Imran urges world to incentivize Taliban on issues like women rights
Prime Minister Imran Khan in an interview to CNN urged the international community to give some time and incentive to Taliban on issues like government making and women’s rights.
American television got the interview at the PM’s resident in Bani Gala, in Islamabad on Wednesday. The CNN’s Becky Anderson interviewed him.
Khan said the world should give them time to form their legitimate government in Afghanistan and fulfil the promises.
"The Taliban hold all of Afghanistan and if they can sort of now work towards an inclusive government, get all the factions together, Afghanistan could have peace after 40 years. But if it goes wrong and which is what we are really worried about, it could go to chaos. The biggest humanitarian crisis, a huge refugee problem," Khan said.
Khan claimed that the Taliban are looking for international aid to avoid a crisis, which could be used to push the group in "the right direction towards legitimacy." However, he warned that Afghanistan could not be controlled by outside forces.
"No puppet government in Afghanistan is supported by the people," he said. "So rather than sitting here and thinking that we can control them, we should incentivize them.
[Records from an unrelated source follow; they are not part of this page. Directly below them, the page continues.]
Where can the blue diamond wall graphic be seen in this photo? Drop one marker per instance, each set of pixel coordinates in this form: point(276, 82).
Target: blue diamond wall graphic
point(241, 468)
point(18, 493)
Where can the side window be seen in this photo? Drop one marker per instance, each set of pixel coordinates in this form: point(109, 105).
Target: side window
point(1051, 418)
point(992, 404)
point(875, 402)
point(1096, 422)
Because Afghanistan, this current government, clearly feels that without international aid and help, they will not be able to stop this crisis. So we should push them in the right direction."
To critics who say the Taliban will destabilize the country, Khan pointed to the withdrawal of the Soviets in 1989, which resulted in a "bloodbath." Khan said he was expecting a similar bloodbath to happen after the US forces left.
"Our intelligence agencies told us that the Taliban would not be able to take over all of Afghanistan, and if they tried to take Afghanistan militarily, there would be a protracted civil war, which is what we were scared of because we are the ones who would suffer the most," Khan said. Now, he said, the world should "give them time" to form a legitimate government and make good on their promises.
Women in government
On the issue of women’s rights issue, he said, "It's a mistake to think that someone from outside will give Afghan women rights. Afghan women are strong. Give them time. They will get their rights".
"Women should have the ability in a society to fulfill their potential in life," said Khan. "In Pakistan, what we have done is we have actually paid stipends to poor families to get the girls to study in school because we feel that if the girls, if the girl child studies, if they have education, they will get their own rights," he said.
The PM said he has not spoken with US President Joe Biden since the Taliban takeover, despite Pakistan being a major non-NATO ally.
"I would imagine he's very busy, but our relationship with the US is not just dependent on a phone call, it needs to be a multidimensional relationship," said Khan.
"We (Pakistan) were like a hired gun," Khan said. "We were supposed to make them (the US) win the war in Afghanistan, which we never could."
Khan said he repeatedly warned US officials that America could not achieve its objectives militarily, and would "be stuck there." He said the US should have attempted a political settlement with the Taliban from a "position of strength," at the height of its presence in Afghanistan, not as it was withdrawing.
According to Khan, thousands of Pakistanis lost their lives in terrorist attacks by militant groups owing to his country's support for the US. "Just because we sided with the US, we became an ally of the US after 9/11 and the war in Afghanistan. The suffering this country went through with at one point there were 50 militant groups attacking our government... on top of it, they must also know there were 480 drone attacks by the US in Pakistan," he added.
"Only time a country has been attacked by its ally," he said of the US strikes.
The US has repeatedly accused Pakistan of harbouring terrorists and given them safe haven, a claim Khan denies.
"What are these safe havens?" Khan asked. "The area of Pakistan along the border of Afghanistan had the heaviest surveillance by the United States drones ... surely they would have known if there were any safe havens?"
By not standing up to the US, previous Pakistani heads of state opened themselves up to accusations of collaboration, Khan said.
"The question is, was Pakistan in a position to take military action against the Afghan Taliban when it was already being attacked from inside, from the Pakistani Taliban who were attacking the state of Pakistan?" he said.
Khan said he "cannot destroy my country to do a fight someone else's war."
"The Afghan Taliban weren't attacking us. I wish if I was in government. I would have told the US that we are not going to take them on militarily because first, we have to serve the people. My responsibility would have been to the people of my country," Khan said.